Judith and her Maidservant (Gentileschi, Naples)
Judith and Maidservant with Head of Holofernes | |
---|---|
Judith and her Maidservant | |
Artist | Artemisia Gentileschi |
Year | c. 1645-50 |
Medium | oil on canvas |
Dimensions | 272 cm (107 in) × 221 cm (87 in) |
Location | Museo di Capodimonte |
Judith and Her Maidservant is a painting by the Italian baroque artist Artemisia Gentileschi. Executed sometime between 1645 and 1650, it hangs in the Museo di Capodimonte in Naples. The story comes from the deuterocanonical Book of Judith, in which Judith seduces and then assassinates the general Holofernes, who had besieged Judith's town. The exact moment depicted takes place after the murder when her maidservant places the severed head in a bag, while Judith checks around her.

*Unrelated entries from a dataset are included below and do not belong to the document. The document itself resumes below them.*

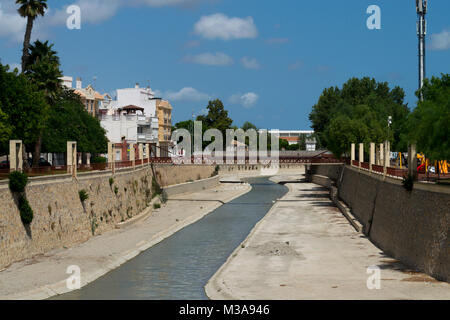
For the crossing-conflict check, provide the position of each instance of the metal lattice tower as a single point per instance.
(421, 6)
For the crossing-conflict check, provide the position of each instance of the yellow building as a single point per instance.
(164, 114)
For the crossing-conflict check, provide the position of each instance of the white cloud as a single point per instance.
(12, 25)
(250, 63)
(13, 66)
(296, 65)
(186, 94)
(220, 26)
(440, 41)
(210, 59)
(247, 100)
(92, 11)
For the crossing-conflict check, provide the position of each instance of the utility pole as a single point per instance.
(421, 6)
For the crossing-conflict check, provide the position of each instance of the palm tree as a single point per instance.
(43, 70)
(30, 9)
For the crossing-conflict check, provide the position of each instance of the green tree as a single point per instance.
(5, 131)
(188, 125)
(43, 69)
(30, 9)
(216, 118)
(25, 106)
(369, 103)
(69, 121)
(428, 124)
(284, 144)
(248, 125)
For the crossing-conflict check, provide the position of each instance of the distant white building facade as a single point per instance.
(130, 124)
(295, 136)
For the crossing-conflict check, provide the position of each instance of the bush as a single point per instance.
(83, 195)
(156, 188)
(164, 197)
(98, 160)
(17, 181)
(215, 172)
(408, 182)
(26, 213)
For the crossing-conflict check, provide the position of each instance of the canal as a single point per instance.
(179, 267)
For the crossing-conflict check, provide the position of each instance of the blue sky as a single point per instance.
(267, 61)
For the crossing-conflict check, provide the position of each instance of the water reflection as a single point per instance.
(179, 267)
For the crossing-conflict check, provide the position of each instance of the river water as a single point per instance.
(179, 267)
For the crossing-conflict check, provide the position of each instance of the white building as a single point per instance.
(130, 123)
(131, 117)
(142, 97)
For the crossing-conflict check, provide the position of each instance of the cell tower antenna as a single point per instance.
(421, 7)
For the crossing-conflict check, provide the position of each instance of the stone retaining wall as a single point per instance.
(61, 220)
(412, 227)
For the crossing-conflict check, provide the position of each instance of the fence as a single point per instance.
(401, 173)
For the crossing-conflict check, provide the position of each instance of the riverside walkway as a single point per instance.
(305, 249)
(45, 276)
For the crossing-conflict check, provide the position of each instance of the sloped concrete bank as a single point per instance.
(412, 227)
(62, 220)
(46, 275)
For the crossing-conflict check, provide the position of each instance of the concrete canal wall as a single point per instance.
(62, 220)
(412, 227)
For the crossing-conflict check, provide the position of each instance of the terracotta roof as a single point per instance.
(132, 107)
(291, 138)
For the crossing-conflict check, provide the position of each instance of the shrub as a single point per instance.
(156, 188)
(17, 181)
(215, 172)
(26, 213)
(408, 182)
(83, 195)
(98, 160)
(164, 197)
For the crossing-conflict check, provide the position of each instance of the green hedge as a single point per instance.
(26, 213)
(17, 181)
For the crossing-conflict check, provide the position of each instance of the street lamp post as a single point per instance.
(421, 7)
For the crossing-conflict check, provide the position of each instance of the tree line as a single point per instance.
(36, 108)
(360, 111)
(217, 118)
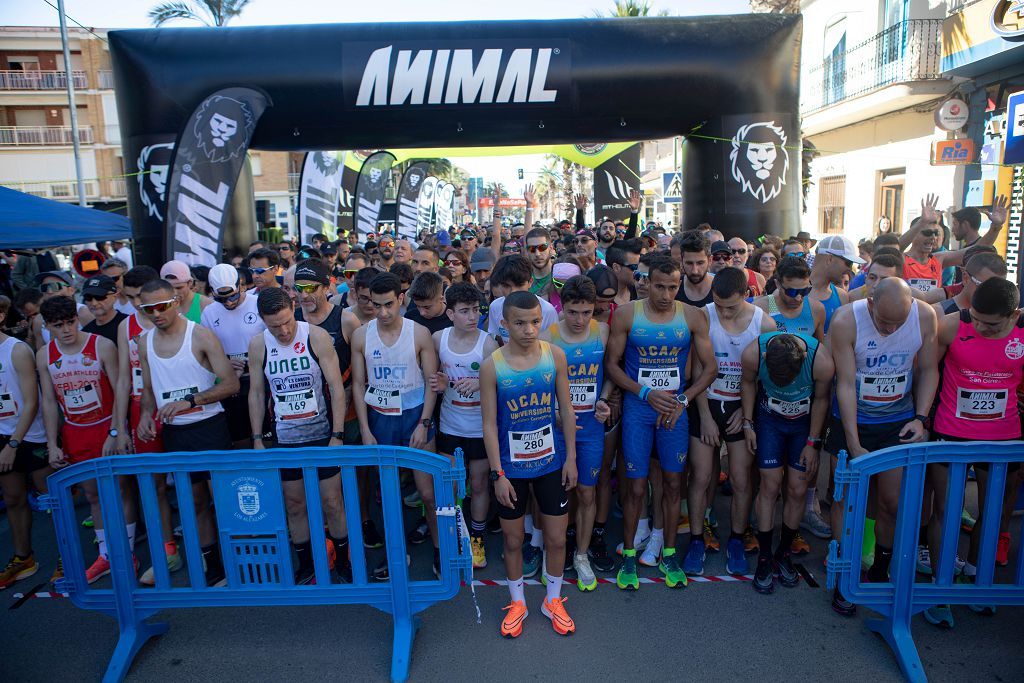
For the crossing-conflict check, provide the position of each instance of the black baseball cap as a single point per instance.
(99, 286)
(313, 270)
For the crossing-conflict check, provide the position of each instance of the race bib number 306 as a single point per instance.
(526, 446)
(660, 379)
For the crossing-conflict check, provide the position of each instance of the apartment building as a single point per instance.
(870, 81)
(36, 153)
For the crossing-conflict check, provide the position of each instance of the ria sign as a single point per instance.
(456, 73)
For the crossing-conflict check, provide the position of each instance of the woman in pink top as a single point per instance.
(983, 367)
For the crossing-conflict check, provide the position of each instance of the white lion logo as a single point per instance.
(217, 123)
(765, 145)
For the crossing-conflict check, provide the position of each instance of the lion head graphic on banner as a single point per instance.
(760, 160)
(217, 128)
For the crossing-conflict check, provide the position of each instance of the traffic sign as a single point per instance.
(672, 187)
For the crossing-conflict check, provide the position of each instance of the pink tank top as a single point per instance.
(980, 377)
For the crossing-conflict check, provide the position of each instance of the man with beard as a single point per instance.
(923, 264)
(695, 289)
(539, 254)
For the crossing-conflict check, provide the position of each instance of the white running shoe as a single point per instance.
(652, 553)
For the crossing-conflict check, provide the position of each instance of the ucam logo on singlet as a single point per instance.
(458, 72)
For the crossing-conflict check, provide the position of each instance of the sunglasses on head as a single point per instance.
(156, 307)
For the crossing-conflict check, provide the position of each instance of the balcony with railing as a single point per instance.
(18, 136)
(906, 52)
(41, 80)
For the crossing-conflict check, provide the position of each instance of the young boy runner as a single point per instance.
(462, 349)
(584, 340)
(23, 447)
(83, 371)
(297, 361)
(519, 384)
(792, 407)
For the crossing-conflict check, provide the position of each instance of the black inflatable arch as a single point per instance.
(731, 81)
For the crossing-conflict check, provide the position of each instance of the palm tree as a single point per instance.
(207, 12)
(631, 8)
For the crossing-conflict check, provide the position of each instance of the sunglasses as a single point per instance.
(158, 307)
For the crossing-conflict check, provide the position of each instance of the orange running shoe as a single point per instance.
(512, 624)
(561, 623)
(799, 545)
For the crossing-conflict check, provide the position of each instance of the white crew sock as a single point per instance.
(554, 586)
(516, 589)
(101, 538)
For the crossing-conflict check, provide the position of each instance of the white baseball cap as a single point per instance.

It is the third of three paintings that Gentileschi painted of the same moment, all using a similar design. The first, painted between 1623 and 1625, hangs in the Detroit Institute of Arts, while the second, painted in the early 1640s, now hangs in the Musée de la Castre in Cannes.[1] Recent research suggests that it may have been in the collection of Giovanni Andrea Lumaga, a wealthy Venetian merchant with ties to Naples, in the late 1600s.[1]